Em dezembro, o presidente substituto do Inep, Camilo Mussi, deu mais detalhes sobre o formato ao G1:

1- Como impedir a ‘cola’?

Segundo Mussi, os computadores não terão acesso à internet nem lerão CDs ou dispositivos conectados por cabo USB. O candidato também não conseguirá usar programas de edição de texto (como Word) ou calculadora.

“É um ambiente específico que só permite que o estudante veja a prova do Enem. E haverá todo o esquema de segurança já usado na edição impressa, como fiscais na sala de aula e nas idas ao banheiro”, diz.

2- Vai ter câmera de vigilância?

Na edição de 2020, não haverá o uso de câmeras de vigilância, mesmo nos laboratórios que já tenham o equipamento de segurança instalado. “A gente ainda está pensando em como será no futuro. Mas, por enquanto, nada de filmagem”, diz o presidente substituto do Inep.

3- Como será a disposição de computadores? Um atrás do outro?

O Inep selecionou instituições que tivessem um padrão mínimo de tecnologia nos computadores, com orientações específicas sobre tamanho do monitor, capacidade de memória e modelo de processador. Mas a disposição das máquinas na sala de aula vai depender de cada local de prova.

“Em alguns, pode ser que seja um [formato de] U, com um computador ao lado do outro. Em outros, uma máquina atrás da outra, enfileirada. O importante é garantir certo distanciamento entre os candidatos, por causa da pandemia”, diz Mussi.

Assim como na versão impressa, serão quatro cores de prova, com ordens diferentes de questões. Na distribuição de lugares, haverá o cuidado para que o exame de um aluno nunca seja igual ao de quem está ao seu lado, dificultando a “cola”.
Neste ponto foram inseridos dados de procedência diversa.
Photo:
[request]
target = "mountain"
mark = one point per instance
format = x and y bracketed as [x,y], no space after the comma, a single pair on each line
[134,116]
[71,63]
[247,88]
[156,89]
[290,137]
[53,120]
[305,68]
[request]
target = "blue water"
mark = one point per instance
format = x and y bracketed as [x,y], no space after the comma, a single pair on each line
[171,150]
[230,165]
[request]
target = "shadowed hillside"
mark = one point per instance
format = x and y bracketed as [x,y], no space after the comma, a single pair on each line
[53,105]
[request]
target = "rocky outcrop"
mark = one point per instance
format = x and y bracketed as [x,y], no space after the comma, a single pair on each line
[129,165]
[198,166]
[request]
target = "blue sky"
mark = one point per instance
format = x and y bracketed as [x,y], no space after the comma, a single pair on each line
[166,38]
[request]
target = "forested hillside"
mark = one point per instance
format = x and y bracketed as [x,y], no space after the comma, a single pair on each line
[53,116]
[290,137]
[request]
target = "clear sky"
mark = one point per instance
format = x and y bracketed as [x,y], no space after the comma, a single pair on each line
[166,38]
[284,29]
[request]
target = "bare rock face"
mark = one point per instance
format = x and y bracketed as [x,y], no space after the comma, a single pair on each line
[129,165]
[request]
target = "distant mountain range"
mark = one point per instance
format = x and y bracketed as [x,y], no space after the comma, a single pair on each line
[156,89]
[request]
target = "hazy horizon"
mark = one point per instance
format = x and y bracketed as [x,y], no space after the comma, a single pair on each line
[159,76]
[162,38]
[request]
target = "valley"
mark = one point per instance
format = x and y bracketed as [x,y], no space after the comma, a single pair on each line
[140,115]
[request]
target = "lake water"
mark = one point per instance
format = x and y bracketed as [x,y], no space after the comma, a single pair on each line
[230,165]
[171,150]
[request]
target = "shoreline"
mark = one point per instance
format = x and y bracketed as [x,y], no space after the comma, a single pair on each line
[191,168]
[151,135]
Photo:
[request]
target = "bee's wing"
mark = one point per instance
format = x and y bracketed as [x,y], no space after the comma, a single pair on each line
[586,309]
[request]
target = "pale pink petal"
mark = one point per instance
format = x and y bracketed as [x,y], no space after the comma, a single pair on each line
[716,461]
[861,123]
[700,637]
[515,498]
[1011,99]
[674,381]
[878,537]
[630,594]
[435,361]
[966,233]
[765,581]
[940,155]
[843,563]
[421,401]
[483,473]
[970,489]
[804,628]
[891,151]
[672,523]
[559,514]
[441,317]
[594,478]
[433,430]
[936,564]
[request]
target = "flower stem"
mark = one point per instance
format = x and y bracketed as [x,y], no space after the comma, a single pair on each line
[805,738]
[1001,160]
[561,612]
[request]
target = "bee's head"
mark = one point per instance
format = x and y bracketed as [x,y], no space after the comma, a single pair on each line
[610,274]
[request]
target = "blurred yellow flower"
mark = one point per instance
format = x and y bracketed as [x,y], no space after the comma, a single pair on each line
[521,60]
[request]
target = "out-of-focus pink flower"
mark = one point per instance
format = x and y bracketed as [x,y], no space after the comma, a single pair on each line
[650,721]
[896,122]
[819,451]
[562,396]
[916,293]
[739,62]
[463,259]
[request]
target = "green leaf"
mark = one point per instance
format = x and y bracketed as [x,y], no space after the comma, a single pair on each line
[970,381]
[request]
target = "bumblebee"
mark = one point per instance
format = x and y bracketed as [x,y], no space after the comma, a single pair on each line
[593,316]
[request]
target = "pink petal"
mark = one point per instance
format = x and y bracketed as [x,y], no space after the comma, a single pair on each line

Protocolo de saúde para a versão digital será o mesmo da versão impressa.

4- Quantos computadores haverá por sala?

Segundo Camilo Mussi, a média será de 25 computadores por sala.

5- Como selecionar as alternativas?

As questões de múltipla escolha serão respondidas no computador. “O candidato clica em uma das alternativas e, em seguida, dá um ‘salvar’”, diz Mussi.

6- Vai dar para levar o ‘gabarito’ para casa?

Na versão impressa do Enem, os alunos que ficam no local de prova até os 30 minutos finais podem levar para casa o caderno de questões. Assim, quando o Inep divulga o gabarito oficial, é possível conferir as próprias respostas e ter uma ideia do número de acertos.

No Enem digital, como não há questões impressas, o candidato pode escrever na folha de rascunho quais foram as alternativas assinaladas. Mas, da mesma forma, a possibilidade de levar o papel consigo só valerá para quem esperar até a última meia hora de prova.

7- A redação também é feita no computador?

Não, a redação é manuscrita. Ou seja: o candidato deve levar caneta preta, de tubo transparente, para escrevê-la.

Haverá também uma folha de rascunho para as contas das provas de ciências da natureza e de matemática.

8- O aluno pode escolher onde vai se sentar?

Não. Os lugares serão pré-determinados. Quando o participante chegar, sua prova já estará instalada em um computador específico, com a devida identificação (nome e, caso tenha cadastrado na inscrição, foto).

Para começar o exame, o candidato deverá digitar uma senha individual, que será enviada no mesmo dia pelo Inep. No segundo dia de exame, haverá um novo código de segurança.

9- O que fazer se o computador apresentar problemas técnicos?

“Com certeza, algum computador vai acabar dando problema durante a prova. Mas teremos um ou dois de reserva em cada laboratório”, diz Mussi.

Além disso, segundo o Inep, haverá um técnico de informática em cada uma das salas, além de outro coordenador no local de aplicação.

Se uma máquina apresentar problema, o profissional avaliará a possibilidade de transferir o candidato para outro computador. Se o procedimento demorar menos de 15 minutos, o estudante pode terminar a prova. Caso leve mais tempo, ele terá de fazer a reaplicação do Enem em fevereiro.

10- Haverá recursos de acessibilidade para pessoas com deficiência?

Não. Nesta edição do Enem, as pessoas com deficiência que necessitam de alguma adaptação só puderam se inscrever na versão impressa da prova. A previsão, segundo o Inep, é proporcionar, aos poucos, a acessibilidade também no Enem digital.